5 Haziran 2003’te Jürgen Möllemann, açık bir havada Marl yakınlarında daha önce defalarca yaptığı atlayışlara yeni bir tanesini eklemek üzere bir uçaktan paraşütle atladı. Deneyimli bir hava sporcusuydu ve 100’ün üzerinde atlayış gerçekleştirmişti. Fakat o gün, açtığı paraşütünü, kısa süre sonra bilinçli şekilde serbest bıraktı. Yedek paraşütü ise zamanında devreye giremedi ve yere çakılarak can verdi. Dokunulmazlığının kaldırıldığı gün bu şekilde ölmesi, Almanya Federal Cumhuriyeti’ni şoke eden bir haberdi. “Bu bir intihar mı, yoksa bir kaza mıydı?” sorusuna net bir yanıt verilemedi.

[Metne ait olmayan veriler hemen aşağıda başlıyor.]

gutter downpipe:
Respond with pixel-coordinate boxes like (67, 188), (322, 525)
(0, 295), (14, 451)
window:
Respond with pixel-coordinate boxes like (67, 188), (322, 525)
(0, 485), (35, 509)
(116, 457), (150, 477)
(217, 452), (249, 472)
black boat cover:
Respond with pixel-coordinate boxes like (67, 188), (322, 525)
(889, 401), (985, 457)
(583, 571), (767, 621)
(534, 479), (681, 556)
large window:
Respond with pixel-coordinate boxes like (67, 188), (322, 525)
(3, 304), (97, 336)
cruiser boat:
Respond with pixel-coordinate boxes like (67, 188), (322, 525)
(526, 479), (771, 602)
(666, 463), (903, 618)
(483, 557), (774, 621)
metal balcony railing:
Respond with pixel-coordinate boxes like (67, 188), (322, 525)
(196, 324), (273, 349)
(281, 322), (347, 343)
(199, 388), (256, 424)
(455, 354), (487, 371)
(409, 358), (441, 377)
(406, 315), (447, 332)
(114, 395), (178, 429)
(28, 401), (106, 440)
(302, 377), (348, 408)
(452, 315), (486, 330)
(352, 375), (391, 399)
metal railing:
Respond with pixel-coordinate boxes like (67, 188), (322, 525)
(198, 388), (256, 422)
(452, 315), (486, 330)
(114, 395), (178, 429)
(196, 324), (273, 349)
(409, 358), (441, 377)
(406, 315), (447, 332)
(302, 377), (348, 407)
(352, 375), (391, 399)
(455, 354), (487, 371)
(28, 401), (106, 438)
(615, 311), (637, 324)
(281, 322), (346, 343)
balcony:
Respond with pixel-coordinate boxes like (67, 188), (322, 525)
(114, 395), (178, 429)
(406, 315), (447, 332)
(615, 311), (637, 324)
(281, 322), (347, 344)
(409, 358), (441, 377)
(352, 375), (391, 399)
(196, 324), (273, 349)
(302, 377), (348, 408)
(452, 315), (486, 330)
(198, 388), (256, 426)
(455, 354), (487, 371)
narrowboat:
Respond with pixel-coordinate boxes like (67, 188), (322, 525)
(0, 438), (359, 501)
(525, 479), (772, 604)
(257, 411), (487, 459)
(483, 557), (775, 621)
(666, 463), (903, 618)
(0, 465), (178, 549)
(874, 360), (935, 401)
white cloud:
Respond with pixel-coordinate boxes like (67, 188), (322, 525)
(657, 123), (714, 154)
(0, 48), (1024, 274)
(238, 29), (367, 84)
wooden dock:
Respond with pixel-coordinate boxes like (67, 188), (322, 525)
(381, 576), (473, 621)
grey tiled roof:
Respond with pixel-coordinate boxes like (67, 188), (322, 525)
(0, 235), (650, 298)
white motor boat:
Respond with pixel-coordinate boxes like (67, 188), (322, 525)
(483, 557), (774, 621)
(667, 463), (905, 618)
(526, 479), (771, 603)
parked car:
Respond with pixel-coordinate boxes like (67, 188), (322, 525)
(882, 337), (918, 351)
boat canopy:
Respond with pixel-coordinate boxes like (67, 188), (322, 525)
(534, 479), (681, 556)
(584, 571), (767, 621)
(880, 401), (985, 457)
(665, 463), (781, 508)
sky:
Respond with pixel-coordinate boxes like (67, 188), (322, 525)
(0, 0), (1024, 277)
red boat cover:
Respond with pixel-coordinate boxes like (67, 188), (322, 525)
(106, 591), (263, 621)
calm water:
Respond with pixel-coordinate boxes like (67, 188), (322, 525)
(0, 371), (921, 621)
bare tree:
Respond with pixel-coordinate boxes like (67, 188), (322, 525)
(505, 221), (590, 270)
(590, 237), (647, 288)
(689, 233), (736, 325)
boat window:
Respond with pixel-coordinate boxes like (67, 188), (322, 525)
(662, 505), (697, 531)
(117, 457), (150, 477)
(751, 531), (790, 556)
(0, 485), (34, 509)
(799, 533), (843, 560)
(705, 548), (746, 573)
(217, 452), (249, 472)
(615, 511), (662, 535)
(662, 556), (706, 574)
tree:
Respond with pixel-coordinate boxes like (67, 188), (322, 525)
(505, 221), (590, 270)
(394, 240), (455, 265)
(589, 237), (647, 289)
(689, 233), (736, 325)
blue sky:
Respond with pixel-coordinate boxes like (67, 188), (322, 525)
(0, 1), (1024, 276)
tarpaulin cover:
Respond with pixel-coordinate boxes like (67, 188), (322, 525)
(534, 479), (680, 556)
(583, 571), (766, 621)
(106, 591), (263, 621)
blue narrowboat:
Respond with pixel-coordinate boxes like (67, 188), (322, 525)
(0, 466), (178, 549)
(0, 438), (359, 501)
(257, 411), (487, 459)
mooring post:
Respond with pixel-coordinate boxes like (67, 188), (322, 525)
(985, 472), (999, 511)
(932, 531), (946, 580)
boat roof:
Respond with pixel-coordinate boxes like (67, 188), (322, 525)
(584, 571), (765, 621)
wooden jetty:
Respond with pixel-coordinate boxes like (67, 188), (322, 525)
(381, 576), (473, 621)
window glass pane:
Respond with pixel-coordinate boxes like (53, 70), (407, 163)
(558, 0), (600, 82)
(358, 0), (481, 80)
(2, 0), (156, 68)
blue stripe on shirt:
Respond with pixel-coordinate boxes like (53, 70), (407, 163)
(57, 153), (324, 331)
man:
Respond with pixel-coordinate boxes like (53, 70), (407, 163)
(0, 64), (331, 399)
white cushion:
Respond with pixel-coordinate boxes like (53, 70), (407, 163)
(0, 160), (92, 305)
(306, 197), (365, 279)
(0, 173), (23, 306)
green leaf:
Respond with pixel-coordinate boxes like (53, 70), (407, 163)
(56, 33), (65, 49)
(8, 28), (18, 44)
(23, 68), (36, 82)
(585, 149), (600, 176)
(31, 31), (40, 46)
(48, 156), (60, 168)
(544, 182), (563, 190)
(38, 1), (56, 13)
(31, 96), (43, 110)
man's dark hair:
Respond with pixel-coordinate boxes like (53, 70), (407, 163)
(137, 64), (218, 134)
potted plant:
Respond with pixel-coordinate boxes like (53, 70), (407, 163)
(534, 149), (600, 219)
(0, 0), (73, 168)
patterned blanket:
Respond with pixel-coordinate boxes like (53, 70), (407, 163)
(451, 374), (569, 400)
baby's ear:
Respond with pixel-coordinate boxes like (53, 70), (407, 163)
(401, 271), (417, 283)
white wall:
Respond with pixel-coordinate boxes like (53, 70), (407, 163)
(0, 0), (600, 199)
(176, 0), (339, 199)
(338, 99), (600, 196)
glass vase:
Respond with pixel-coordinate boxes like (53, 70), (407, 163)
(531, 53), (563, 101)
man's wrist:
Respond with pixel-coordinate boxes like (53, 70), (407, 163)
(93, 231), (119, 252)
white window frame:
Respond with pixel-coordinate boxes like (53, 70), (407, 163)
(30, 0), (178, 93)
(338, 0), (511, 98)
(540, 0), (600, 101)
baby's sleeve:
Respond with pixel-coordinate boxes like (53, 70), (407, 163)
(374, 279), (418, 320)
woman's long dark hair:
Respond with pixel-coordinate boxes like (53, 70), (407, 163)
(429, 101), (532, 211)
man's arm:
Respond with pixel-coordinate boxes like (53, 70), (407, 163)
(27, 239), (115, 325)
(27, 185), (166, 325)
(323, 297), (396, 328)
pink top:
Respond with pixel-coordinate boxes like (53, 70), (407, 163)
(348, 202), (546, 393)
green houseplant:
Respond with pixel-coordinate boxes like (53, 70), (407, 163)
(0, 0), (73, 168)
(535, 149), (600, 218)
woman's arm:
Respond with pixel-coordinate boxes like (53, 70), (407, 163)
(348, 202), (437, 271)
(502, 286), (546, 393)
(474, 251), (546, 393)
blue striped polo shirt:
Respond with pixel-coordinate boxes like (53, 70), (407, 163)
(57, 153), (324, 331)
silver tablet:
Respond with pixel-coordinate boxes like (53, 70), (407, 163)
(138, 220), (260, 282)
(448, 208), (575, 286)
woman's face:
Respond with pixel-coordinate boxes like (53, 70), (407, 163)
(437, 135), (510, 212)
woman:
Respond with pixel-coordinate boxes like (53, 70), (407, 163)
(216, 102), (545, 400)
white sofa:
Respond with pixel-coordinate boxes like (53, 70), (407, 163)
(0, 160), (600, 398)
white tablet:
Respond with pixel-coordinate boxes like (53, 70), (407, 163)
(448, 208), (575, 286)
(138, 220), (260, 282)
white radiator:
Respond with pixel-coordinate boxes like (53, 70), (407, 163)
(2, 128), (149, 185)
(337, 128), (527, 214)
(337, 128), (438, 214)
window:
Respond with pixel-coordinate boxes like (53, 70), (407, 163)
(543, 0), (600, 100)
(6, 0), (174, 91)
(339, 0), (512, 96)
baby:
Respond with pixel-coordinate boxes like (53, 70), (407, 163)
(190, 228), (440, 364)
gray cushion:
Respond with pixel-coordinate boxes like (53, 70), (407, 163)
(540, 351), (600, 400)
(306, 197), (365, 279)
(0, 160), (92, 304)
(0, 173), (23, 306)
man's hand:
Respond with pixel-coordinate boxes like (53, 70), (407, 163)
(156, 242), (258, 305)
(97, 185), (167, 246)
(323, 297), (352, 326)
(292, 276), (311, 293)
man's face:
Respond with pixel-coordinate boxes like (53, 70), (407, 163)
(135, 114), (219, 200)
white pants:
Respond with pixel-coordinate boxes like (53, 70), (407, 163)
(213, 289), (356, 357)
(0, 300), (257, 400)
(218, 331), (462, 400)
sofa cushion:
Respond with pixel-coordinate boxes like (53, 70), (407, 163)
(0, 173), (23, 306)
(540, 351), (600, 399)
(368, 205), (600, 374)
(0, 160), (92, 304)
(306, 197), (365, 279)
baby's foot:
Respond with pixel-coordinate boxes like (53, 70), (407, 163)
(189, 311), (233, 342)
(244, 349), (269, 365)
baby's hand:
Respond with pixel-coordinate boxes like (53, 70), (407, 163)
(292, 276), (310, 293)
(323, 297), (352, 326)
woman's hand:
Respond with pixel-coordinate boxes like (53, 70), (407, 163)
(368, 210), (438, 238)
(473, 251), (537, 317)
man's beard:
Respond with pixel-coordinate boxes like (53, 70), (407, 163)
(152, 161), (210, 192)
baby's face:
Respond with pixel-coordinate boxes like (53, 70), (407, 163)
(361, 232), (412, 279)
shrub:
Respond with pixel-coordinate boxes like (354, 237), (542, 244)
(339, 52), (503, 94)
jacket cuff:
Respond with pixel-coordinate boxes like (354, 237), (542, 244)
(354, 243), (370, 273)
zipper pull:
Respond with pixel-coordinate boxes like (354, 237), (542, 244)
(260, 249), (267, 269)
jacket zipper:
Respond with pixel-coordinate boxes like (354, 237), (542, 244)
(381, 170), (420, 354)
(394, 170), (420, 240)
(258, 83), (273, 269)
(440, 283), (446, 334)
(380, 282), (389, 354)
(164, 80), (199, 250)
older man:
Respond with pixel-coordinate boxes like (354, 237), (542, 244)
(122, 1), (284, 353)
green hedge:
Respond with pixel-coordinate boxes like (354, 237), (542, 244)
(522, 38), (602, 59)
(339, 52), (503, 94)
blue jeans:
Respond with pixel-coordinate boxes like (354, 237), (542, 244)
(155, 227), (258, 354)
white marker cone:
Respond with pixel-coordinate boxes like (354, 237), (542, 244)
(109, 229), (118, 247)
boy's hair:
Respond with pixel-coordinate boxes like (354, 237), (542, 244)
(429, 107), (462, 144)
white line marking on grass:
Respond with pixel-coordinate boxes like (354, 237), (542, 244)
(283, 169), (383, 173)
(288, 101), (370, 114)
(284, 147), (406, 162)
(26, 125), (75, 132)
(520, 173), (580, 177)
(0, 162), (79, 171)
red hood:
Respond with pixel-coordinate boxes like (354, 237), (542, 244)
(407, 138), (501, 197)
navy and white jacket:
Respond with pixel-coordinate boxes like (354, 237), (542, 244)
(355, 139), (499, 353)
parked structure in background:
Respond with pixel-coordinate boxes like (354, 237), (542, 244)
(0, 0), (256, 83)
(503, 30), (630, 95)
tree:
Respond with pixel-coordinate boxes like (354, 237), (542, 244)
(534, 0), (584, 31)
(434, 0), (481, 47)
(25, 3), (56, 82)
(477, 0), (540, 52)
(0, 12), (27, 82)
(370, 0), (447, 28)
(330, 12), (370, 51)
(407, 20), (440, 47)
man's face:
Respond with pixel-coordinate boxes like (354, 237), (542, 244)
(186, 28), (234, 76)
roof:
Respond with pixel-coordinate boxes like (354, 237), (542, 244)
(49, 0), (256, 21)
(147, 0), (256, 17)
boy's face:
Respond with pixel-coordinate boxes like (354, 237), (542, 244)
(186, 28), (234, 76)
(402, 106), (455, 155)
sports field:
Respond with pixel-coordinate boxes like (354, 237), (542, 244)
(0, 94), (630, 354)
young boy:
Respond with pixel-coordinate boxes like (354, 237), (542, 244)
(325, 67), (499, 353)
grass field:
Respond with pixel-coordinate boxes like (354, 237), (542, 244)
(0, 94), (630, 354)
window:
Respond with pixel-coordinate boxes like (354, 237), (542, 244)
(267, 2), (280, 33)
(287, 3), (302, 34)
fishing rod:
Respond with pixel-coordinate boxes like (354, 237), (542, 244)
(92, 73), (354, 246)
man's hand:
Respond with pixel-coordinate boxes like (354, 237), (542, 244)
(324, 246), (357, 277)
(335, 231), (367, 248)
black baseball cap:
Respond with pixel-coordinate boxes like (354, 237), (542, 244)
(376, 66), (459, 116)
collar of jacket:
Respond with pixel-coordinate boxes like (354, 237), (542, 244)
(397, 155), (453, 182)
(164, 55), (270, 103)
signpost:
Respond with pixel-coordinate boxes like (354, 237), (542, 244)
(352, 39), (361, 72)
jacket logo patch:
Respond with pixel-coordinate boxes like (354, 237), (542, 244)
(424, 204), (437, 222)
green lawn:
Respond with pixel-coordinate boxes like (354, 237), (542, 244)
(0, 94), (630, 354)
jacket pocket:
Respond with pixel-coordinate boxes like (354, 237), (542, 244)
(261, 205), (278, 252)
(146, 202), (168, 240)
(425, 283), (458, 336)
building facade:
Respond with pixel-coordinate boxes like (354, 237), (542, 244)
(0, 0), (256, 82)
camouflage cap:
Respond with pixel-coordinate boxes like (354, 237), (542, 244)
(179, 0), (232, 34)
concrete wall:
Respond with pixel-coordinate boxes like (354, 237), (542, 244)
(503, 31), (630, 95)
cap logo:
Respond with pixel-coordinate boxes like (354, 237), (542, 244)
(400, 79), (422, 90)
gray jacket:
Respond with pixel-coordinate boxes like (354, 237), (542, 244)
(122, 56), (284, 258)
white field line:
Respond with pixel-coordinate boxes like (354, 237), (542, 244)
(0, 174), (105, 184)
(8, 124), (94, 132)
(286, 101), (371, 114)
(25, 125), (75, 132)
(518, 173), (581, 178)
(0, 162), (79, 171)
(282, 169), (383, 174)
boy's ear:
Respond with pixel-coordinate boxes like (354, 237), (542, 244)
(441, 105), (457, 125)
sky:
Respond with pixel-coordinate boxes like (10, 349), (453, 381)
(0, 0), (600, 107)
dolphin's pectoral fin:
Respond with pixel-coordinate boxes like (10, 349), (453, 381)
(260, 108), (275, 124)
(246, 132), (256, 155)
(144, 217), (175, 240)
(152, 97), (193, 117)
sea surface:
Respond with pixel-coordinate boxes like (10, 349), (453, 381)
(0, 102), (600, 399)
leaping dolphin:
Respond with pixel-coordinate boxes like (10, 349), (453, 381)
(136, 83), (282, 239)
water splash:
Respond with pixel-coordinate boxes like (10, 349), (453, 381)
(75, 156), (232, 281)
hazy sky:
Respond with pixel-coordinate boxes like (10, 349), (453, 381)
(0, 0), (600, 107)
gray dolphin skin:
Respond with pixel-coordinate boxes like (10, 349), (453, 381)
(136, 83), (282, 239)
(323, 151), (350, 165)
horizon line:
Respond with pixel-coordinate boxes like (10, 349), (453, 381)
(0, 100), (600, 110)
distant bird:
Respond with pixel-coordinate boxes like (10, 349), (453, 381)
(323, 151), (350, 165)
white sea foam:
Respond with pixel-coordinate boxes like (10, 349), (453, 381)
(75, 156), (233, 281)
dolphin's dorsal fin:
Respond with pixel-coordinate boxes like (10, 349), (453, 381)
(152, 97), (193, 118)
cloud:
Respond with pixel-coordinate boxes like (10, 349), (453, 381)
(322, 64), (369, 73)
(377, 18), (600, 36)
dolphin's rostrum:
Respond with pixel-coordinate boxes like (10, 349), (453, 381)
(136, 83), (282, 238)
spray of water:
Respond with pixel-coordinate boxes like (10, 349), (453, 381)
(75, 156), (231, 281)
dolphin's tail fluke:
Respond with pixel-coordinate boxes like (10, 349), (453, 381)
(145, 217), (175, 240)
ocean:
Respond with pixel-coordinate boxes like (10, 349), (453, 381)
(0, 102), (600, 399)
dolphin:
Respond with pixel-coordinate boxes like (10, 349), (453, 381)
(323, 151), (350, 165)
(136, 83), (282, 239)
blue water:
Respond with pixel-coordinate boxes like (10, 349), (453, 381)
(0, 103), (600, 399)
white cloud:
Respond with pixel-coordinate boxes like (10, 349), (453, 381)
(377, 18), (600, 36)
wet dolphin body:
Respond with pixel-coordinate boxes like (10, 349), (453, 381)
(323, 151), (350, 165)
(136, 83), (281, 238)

Hür Demokrat Partinin (FDP) öne çıkan parlak isimlerinden biri ve siyasi bir provokatör olan eski Ekonomi Bakanı Möllemann, öldüğünde 58 yaşındaydı.

Her zaman kutuplaştırıcı bir figür olan Möllemann, siyaset sahnesinde hızlı yükselen kişilerden biriydi. Parlak bir hatip, rahatsız edici bir eleştirmen, sınırları zorlayan bir siyasetçi ve nihayetinde trajik bir figür. Möllemann, Almanya’da liberal siyasetin güçlendiği 1970’lerden 2000’lerdeki dış politika ihtilaflarına kadar uzanan dönemde, 1945’ten sonraki Almanya tarihinin temel gerilimlerini yansıtıyor. Şubat 2025’teki Federal Meclis Seçimlerinde barajın altında kalan ve geleceği belirsizlik içinde olan FDP’nin eski simgesel yüzlerinden biri olan Möllemann’ın portresine ve İsrail devletine yönelik eleştirel tavrı nedeniyle karşılaştığı tepkilerin siyasi kariyeri üzerindeki etkisine yakından bakalım.

Kuzey Ren-Vestfalya’da Doğan Jürgen Möllemann’ın Gençlik Yılları

Temmuz 1945’te İkinci Dünya Savaşı’nın bitişinden kısa bir süre sona dünyaya gelen Jürgen Wilhelm Möllemann, Düsseldorf civarındaki kırsal bölgelerden biri olan Appeldorn’da, mütevazı bir işçi ailesinin çocuğu olarak dünyaya geldi. Babası döşemecilik yapan Wilhelm Möllemann, annesi ise ev hanımı olan Franziska’ydı. Katolik bir çevrede büyüyen Möllemann, Rheinberg’teki Amplonius Lisesi’nden 1965’te mezun oldu. Paraşütçü birliğinde yedek subay adayı olarak askerlik yaptı. Genç Jürgen’in bu deneyimi, ilerleyen yıllarda kişisel tutkularından biri hâline gelecekti.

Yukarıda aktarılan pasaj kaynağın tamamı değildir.